Allowances and Pensions op Dependants of Soldiers - Turkish Outbreak at Broken Hill: Payment of Pensions and Allowances - Pay of Guards of Convalescents. Motion (by Mr. Tudor) proposed -
That the House do now adjourn.
.- I wish to bring under the notice of the Assistant Minister of Defence the case of a lady who has been unfortunate enough to lose her son at the front. Her position is this: She has been informed by the Department that she is not entitled to an pension on the ground that she was not a total dependant upon her son’s earnings during the past twelve months. Her husband is an invalid. There are four children going to school, and two daughters at home out of employment, so that there is not a single member of the family earning a penny. The main support of the family for some years was the deceased boy, who was employed in the State service. Whilst he has been away, he has left an allowance of 5s. per day to his mother, and that money was paid right up to the date of his death. The Paymaster, in informing her that she was entitled to no further compensation for the reason I have stated, said that his decision was based strictly upon the regulation now in operation. If there is such a regulation, the quicker it is altered the better, so that we may be able to give justice to many other mothers who may probably find themselves in exactly the same position as the unfortunate woman whose case I have just related, who was told that she was not entitled to any money because during the preceding twelve months she had received some portion of her daughters’ earnings. There is also another matter: For some time past the authorities have handed to soldiers going to the front a declaration, one of the clauses in which is to the effect that the man signing makes himself responsible for the statement that he has or has not supported his wife and children for the past twelve months. The case brought under my notice is as follows: A man had not supported his wife and children for the twelve months prior to his going to the war. He admitted that he had not been doing the fair thing, but he enlisted, and on doing this resolved to do the fair thing, or at least to do all that he could. He signed the form without paying too particular attention to its contents, and when his wife went for her separation allowance, under the rule brought into operation on 1st May, she found it was denied her on the ground that her husband had not supported her during the previous twelve months.
– That won’t stand; you need not worry about that.
– This system is in operation now, and an injustice is being done to many wives’ and children whose husbands desire to do the fair thing now, whatever they did before.
– I decided that question the other day. The thing shall not stand.
– I am glad to hear that; and I hope the other matter in regard to the pension will receive the closest attention from the Minister.

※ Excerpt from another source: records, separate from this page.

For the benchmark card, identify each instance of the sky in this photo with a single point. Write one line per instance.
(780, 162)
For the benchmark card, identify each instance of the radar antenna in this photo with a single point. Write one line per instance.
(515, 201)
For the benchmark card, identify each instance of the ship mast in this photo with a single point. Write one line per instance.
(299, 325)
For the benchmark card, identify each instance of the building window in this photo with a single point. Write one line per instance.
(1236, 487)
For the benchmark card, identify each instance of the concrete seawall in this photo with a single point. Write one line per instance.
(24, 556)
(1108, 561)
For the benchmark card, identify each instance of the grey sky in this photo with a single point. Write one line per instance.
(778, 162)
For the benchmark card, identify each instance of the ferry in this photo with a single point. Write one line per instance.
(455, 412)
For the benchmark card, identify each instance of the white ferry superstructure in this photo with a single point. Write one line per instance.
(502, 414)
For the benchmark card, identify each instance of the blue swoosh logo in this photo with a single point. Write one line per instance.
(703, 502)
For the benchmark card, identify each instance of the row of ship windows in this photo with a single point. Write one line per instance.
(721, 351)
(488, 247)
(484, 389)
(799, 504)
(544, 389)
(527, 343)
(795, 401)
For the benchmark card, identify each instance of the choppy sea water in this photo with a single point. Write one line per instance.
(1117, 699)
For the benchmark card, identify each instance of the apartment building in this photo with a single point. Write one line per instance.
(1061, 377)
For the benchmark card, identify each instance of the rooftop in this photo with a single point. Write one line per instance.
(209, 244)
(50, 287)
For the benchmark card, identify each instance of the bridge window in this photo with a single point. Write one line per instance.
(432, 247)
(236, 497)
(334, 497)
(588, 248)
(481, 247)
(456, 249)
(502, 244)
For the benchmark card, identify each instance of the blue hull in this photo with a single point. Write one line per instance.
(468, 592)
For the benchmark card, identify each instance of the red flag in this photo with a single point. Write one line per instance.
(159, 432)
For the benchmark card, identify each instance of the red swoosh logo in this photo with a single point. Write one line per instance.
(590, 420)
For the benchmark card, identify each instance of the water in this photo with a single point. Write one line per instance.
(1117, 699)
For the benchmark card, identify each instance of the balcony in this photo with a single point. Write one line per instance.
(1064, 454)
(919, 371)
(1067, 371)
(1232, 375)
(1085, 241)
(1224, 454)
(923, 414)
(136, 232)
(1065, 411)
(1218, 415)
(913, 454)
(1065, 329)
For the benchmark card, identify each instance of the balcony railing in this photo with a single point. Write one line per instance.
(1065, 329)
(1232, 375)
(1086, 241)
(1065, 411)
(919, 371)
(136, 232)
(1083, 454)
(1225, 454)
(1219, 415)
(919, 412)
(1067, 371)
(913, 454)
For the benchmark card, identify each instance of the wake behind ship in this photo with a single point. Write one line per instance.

.- It is not often that I have anything to say on the motion for the adjournment of the House, but I desire to bring a matter under the notice of the Assistant Minister of Defence. On 1st January last, two or three people were killed and some injured at Broken Hill by a number of Turks, and the request was made that these people should be brought under the war pensions scheme. The Government agreed. They might have raised objection, and said that the matter should have been dealt with by the State Government, or that the police ought to have looked after the affair more thoroughly; but they did not take that stand. They agreed to pay the relatives of those who were killed, and the injured, a war pension. So far as I can gather, that pension has not been paid yet, though it is now the 24th June. I have inquired several times, and have been told that the matter ‘ was being investigated. The last information I could get was from the Pensions Board, which informed the Military Department that the pension was to be paid. This Department wanted to know where it was going to get the money from. The Treasury replied that the payment would be all right. Then I heard that on the 31st May the Commandant in South Australia was advised by the Defence Department to pay. I have been waiting to know whether the money has been paid or not. The news I received over a week ago from Broken Hill was that, so far as they could gather, the money had not’ been paid. I was told in the Defence Department over a week ago that a telegram had been sent from the Department to the Commandant in South Australia inquiring whether the money had been paid, but I cannot get any information. I telephoned again to the Department this morning, and was told that no reply had even been received from the Commandant.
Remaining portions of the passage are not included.